Anna-Karin gets up and noisily dumps her plate in the sink.
‘Are you just leaving it there?’ Mum asks.
‘I’ll do it later,’ Anna-Karin says and walks out into the hall.
‘If you leave it there you might as well wash it up.’
Mum makes it sound as if
she’s
the one who usually does the dishes.
‘No time,’ Anna-Karin says before going to the bathroom to brush her teeth.
They live off the money left from the farm sale and the compensation eventually paid by the insurers after the fire in the barn. Anna-Karin doesn’t know how long this stash will last. Mum often speaks about getting a job. But when Anna-Karin comes back from school, her mother has often not even managed to drag herself out to shop for the basics.
Anna-Karin would rather not admit to herself that she is disappointed. It would be the same as admitting that she had hoped for things to get better, that moving into town would inject new life into Mum. The fact is that she at least had work to do on the farm. Now, she’s more isolated than ever before and Anna-Karin hates seeing her mother sinking deeper and deeper into paralysing depression.
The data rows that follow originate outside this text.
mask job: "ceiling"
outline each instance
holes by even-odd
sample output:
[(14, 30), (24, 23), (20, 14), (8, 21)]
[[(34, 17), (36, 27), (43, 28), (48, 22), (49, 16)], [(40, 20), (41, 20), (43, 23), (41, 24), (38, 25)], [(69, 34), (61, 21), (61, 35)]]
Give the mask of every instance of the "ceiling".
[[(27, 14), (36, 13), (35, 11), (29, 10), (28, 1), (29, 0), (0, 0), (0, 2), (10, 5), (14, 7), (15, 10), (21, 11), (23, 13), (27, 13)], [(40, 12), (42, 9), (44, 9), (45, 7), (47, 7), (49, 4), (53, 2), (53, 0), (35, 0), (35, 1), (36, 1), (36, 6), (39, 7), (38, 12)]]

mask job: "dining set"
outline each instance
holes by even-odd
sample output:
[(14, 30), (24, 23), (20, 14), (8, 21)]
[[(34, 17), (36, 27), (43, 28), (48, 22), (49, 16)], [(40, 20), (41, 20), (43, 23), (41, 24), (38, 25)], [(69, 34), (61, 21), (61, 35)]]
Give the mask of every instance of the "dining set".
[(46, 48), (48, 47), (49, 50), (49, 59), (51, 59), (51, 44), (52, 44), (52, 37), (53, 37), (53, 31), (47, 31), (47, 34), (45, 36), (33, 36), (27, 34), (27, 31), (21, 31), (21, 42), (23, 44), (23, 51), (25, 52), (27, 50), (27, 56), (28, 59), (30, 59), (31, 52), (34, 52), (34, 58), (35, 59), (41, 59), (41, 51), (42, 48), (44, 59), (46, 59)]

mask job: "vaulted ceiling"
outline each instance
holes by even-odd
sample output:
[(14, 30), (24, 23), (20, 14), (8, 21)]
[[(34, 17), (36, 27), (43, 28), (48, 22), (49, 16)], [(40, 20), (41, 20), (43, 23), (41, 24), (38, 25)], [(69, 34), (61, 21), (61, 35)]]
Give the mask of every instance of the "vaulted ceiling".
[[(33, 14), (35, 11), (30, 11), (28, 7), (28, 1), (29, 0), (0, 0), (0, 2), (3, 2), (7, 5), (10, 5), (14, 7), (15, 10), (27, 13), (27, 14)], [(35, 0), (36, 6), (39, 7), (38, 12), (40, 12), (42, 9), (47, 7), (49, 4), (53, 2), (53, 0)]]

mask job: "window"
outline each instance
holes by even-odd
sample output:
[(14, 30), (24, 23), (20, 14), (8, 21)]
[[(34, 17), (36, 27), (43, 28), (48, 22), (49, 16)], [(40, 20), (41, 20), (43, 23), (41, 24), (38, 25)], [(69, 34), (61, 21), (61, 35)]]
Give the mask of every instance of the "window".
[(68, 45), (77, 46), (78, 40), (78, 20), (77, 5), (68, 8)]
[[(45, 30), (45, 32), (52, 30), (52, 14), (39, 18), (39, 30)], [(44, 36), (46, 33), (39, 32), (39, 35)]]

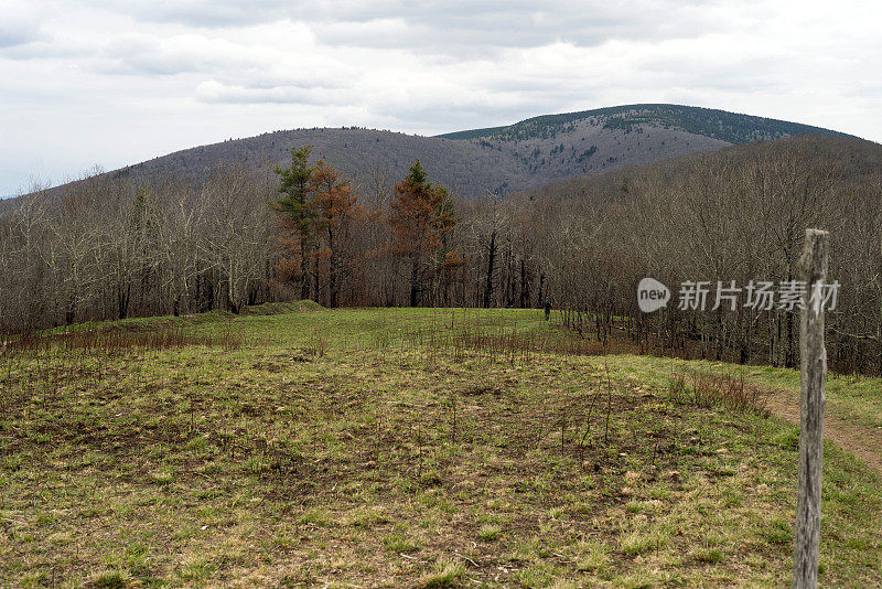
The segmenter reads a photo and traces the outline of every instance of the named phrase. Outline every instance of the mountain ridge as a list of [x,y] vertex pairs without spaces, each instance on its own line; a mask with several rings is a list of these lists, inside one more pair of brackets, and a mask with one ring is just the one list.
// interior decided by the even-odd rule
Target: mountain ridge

But she gets into black panics herself when she thinks about the future and what will happen when the money runs out.
The air shivers above the hot tarmac. In the distance, the school looks like a mirage.
Minoo walks past the petrol station where she once bought an evening paper running a feature on the ‘suicide pact’ in Engelsfors. So unbelievably much has happened
since she read the interview with Gustaf. Back then, she felt that she could never forgive him. A friendship between them was even less likely.
Her thoughts are interrupted by the sound of a car horn. Three short blasts. A dark blue Mercedes pulls up on the verge of the road. The woman driver leans across the passenger seat as the window slides down soundlessly.
‘Hello, Minoo. Have you had a good summer?’
It is Adriana Lopez, the principal. They exchange small talk, but there is a slightly haunted look in Lopez’s eyes.
‘We will continue with the lessons in the fairground on Saturday,’ she says. ‘Do tell the others. We’ll meet there at the usual time.’
‘Okay. Of course,’ Minoo replies.
Adriana lightly pats her black page-styled mane, though not one hair is out of place.
‘In the near future, there will be certain … changes,’ she says, avoiding Minoo’s eyes.
‘What changes?’
The principal seems to hesitate.
‘Wait and see. Just until Saturday. Now I’ve got to move on. How would it look if the principal was late on the first day of school?’